In order to determine the correctness of the results of the MR Analysis, we performed a series of sensitivity analyses. The sensitivity analysis results were generally robust; however, the reliability of the causal relationship between usual walking pace and hypothyroidism remains uncertain. In short, except for the analysis of the usual walking pace and hypothyroidism risk, the results of Cochran’s Q test, MR-Egger intercept test and MR-PRESSO all showed that P > 0.05. The Leave-one-out analysis results showed that the causal estimation is not driven by any single SNP, and the funnel plot is also symmetric. The results of the leave-one-out method and funnel plots are shown in Supplementary Figures 3 and 4, and the results of Cochran’s Q test, MR-Egger intercept test, and MR-PRESSO are shown in Supplementary Table 6. In conclusion, these results corroborated that hypothyroidism increases the risk of pneumonia and that improving usual walking pace effectively reduces pneumonia risk. However, further studies are needed to elucidate the relationship between usual walking pace and hypothyroidism.

The Sample Overlap Rate Had No Significant Effect on the Conclusion

To explore the effect of sample overlap rate on MR Results, we analyzed the probability of type I errors with a sample overlap rate of 100%. Since previous studies have not explored the possible odds ratios between walking speed and pneumonia or hypothyroidism, we assumed the OR for potential protective factors to be 0.3 or 0.9, and the OR for potential risk factors to be 1.1 or 3.0. Under these circumstances, the probability of committing a Type I error in each analysis result is around 0.05, even at a sample overlap rate of 100%, suggesting that the relevant conclusions may not be affected by the sample overlap rate, as shown in Supplementary Table 7.

Potential Drugs and Mechanisms Underlying Hypothyroidism Induced Pneumonia

Potential Mechanisms by Which Hypothyroidism Increases the Risk of Pneumonia

In order to explore the potential mechanism by which hypothyroidism increases the risk of pneumonia, we analyzed the intersection genes of hypothyroidism and pneumonia. The Genecards and DisGeNET databases contain 5,259 and 613 genes associated with hypothyroidism, and 6,620 and 1,032 genes associated with pneumonia, respectively. A total of 108 genes are present in all four gene sets, as shown in Figure 4a. GO enrichment results (Figure 4b) showed that T cell activation and regulation of cell–cell adhesion are significantly enriched in BP. Cytoplasmic vesicle lumen and vesicle lumen structures are significantly enriched in CC, receptor ligand activity and signaling receptor activator activity are significantly enriched in MF. In addition, KEGG enrichment results (Figure 4c) showed that the intersection genes of hypothyroidism and pneumonia were significantly enriched in Th17 cell differentiation and JAK-STAT signaling pathway. These results revealed potential mechanisms by which hypothyroidism increases the risk of pneumonia.

Figure 4 The results of potential mechanism analysis. (a) Intersection gene of hypothyroidism and pneumonia; (b) GO enrichment results of the intersection gene between hypothyroidism and pneumonia. (c) KEGG enrichment results of the intersection gene between hypothyroidism and pneumonia (d) The PPI network of intersection gene; (e) 24 hub genes; (f) Potential drugs; (g) Safety assessment of Garcinol; (h) Safety assessment of Tepoxalin (i). Effectiveness of Garcinol. * represents P < 0. 05, *** represents P < 0. 001. (j). Gaicinol and site 1 of STAT1 domain 2 have good docking efficiency. (k). Gaicinol and site 1 of STAT1 domain 2 have good docking efficiency. (l). LPS increases the level of STAT1 phosphorylation of BEAS-2B, and garcinol can reduce this effect.
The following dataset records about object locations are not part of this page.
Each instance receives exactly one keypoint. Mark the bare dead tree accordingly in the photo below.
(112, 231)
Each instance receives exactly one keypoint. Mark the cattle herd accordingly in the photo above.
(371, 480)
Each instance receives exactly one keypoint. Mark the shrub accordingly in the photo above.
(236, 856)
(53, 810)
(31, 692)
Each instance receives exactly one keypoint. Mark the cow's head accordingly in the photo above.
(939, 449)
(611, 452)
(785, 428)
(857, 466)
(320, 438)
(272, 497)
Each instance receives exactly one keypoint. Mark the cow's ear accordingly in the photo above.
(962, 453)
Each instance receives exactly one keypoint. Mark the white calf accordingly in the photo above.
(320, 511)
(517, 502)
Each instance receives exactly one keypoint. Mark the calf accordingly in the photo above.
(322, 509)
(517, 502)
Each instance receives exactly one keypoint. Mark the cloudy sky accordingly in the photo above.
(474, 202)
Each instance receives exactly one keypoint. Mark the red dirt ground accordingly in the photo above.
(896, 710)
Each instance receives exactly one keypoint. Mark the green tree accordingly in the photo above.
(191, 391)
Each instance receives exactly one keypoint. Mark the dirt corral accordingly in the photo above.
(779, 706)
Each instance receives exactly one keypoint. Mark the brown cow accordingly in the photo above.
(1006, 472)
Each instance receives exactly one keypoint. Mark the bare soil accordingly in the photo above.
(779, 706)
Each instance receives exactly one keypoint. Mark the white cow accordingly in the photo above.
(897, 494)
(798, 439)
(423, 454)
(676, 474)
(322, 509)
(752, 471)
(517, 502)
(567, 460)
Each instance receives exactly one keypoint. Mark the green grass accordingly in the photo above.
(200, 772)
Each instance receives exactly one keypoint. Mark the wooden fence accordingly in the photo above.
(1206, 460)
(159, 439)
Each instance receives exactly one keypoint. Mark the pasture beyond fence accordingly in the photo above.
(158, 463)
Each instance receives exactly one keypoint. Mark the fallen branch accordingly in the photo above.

Potential Drugs for Pneumonia Treatment

In order to improve the accuracy of drug screening, we first analyzed the core genes between hypothyroidism and pneumonia. The PPI network visualized using the STRING database is shown in Figure 4d. After considering Degree and Betweenness, a total of 24 key targets were identified (such as CXCL10, AKT1, IL10, STAT1 and IL6), as shown in Figure 4e.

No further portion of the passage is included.